2 Infolge Straffälligkeit des Mitbeteiligten leitete das BFA im Laufe des Jahres 2019 amtswegig ein Aberkennungsverfahren ein. 3 Mit Bescheid des BFA vom wurde dem Mitbeteiligten der Status des subsidiär Schutzberechtigten gemäß § 9 Abs. 2 Asylgesetz 2005 (AsylG 2005) von Amts wegen aberkannt (Spruchpunkt I.) und ihm die befristete Aufenthaltsberechtigung gemäß § 9 Abs. 4 AsylG 2005 entzogen (Spruchpunkt II.). Das BFA erteilte dem Mitbeteiligten keinen Aufenthaltstitel aus berücksichtigungswürdigen Gründen (Spruchpunkt III.), erließ eine Rückkehrentscheidung (Spruchpunkt IV.) und erklärte die Zurückweisung, Zurückschiebung oder Abschiebung des Mitbeteiligten nach Somalia gemäß § 9 Abs. 2 AsylG 2005 in Verbindung mit § 52 Abs. 9 Fremdenpolizeigesetz 2005 für unzulässig.
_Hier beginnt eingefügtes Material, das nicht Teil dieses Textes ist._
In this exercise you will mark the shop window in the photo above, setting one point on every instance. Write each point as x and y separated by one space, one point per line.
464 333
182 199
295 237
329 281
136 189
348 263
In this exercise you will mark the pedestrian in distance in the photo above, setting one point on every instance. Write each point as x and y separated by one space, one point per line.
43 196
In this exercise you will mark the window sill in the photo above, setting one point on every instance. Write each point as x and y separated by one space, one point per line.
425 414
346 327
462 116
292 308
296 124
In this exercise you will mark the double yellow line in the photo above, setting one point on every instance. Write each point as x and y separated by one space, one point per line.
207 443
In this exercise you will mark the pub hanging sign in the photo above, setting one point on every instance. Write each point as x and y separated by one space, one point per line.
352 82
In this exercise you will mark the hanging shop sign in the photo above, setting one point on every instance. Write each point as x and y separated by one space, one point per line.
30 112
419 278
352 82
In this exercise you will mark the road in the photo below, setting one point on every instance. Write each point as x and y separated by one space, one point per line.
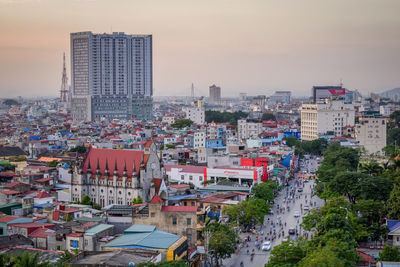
300 199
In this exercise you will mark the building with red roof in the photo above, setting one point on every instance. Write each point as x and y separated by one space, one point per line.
117 176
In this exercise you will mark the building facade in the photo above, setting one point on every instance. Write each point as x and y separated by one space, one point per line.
195 114
215 94
370 132
249 129
330 117
111 76
111 176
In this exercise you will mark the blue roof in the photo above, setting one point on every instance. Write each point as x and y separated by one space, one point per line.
144 236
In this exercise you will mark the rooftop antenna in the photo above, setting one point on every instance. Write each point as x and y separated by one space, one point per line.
192 91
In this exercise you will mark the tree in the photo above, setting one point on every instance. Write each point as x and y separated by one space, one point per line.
389 254
221 241
323 257
393 204
265 190
287 254
179 263
182 123
268 116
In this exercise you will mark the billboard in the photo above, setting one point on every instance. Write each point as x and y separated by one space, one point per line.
327 91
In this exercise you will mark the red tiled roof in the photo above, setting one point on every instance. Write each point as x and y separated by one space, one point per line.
7 218
111 155
75 234
180 208
43 194
156 199
14 184
10 192
44 180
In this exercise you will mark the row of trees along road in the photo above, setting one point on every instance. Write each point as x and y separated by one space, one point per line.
222 239
358 197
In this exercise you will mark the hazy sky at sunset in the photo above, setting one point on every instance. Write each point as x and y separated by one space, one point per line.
253 46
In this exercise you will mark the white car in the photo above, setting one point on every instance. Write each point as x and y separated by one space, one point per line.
266 245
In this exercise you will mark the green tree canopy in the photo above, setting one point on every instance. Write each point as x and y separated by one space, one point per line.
265 190
221 240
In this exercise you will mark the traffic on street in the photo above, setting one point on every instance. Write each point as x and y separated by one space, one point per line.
290 205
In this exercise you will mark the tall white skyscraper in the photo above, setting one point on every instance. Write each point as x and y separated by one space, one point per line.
111 76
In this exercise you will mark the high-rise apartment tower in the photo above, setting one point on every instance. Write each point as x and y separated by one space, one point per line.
111 76
215 94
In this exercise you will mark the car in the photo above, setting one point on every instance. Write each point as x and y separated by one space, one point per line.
266 246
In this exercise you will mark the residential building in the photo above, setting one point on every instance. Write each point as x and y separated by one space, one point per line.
112 176
249 129
199 139
178 220
330 117
370 132
282 97
111 76
149 238
215 94
196 114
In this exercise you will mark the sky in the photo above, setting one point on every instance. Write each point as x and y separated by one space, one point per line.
251 46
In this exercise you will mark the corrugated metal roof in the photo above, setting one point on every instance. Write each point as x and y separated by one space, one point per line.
154 240
98 228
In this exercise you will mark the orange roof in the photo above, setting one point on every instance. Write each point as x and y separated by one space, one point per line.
156 199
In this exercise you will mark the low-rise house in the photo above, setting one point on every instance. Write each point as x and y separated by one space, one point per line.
149 238
180 220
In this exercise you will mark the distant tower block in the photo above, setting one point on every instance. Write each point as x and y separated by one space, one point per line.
64 84
192 92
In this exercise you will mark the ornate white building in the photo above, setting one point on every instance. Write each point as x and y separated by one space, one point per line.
112 176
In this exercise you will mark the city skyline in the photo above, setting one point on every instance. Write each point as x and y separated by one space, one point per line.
255 47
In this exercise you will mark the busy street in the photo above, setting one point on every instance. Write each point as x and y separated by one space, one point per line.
291 204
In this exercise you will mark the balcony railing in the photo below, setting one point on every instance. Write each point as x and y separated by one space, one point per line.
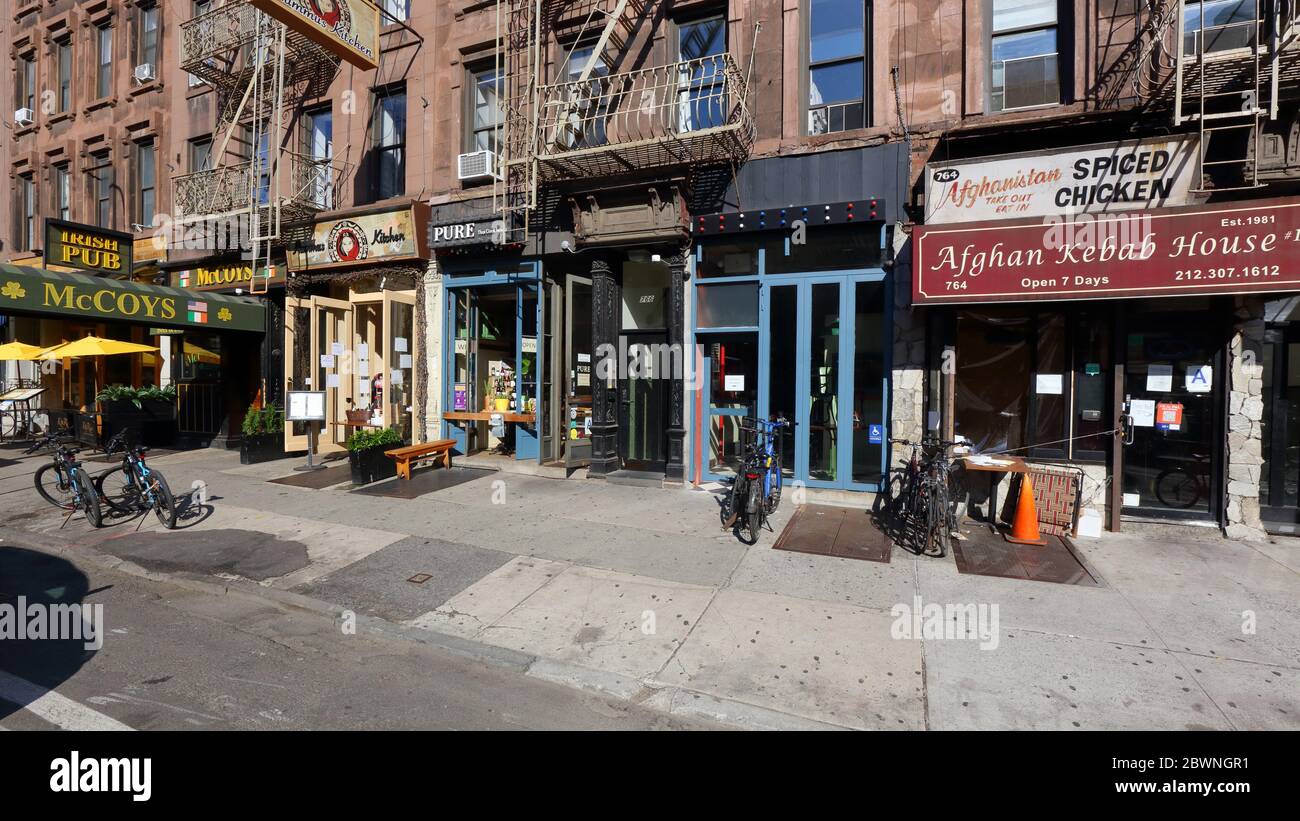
313 186
683 113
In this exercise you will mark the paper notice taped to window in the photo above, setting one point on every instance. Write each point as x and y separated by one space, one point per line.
1143 412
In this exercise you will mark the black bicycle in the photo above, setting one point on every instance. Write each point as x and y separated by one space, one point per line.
64 482
755 490
918 502
133 486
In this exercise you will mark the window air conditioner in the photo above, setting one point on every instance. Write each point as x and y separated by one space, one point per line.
477 165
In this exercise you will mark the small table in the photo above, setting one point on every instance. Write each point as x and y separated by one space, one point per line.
1002 464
Zudem legte es eine Frist für die freiwillige Ausreise fest und erließ ein auf die Dauer von fünf Jahren befristetes Einreiseverbot. 4 Gegen diesen Bescheid erhob der Mitbeteiligte Beschwerde an das Bundesverwaltungsgericht (BVwG), die mit dem gegenständlichen Erkenntnis in Bezug auf die Aberkennung des Status des subsidiär Schutzberechtigten, die Entziehung der befristeten Aufenthaltsberechtigung und die Nichterteilung eines Aufenthaltstitels aus berücksichtigungswürdigen Gründen als unbegründet abgewiesen wurde (Spruchpunkt A.I.). Der Beschwerde gegen Spruchpunkt IV. des Bescheides wurde hingegen mit der Maßgabe stattgegeben, dass die Zurückweisung, Zurückschiebung oder Abschiebung des Mitbeteiligten in seinen Herkunftsstaat unzulässig sei (Spruchpunkt A.II.). Unter einem behob das BVwG die übrigen Spruchpunkte des Bescheides (Spruchpunkt A.III.). Die Revision gemäß Art. 133 Abs. 4 B-VG wurde für nicht zulässig erklärt (Spruchpunkt B.).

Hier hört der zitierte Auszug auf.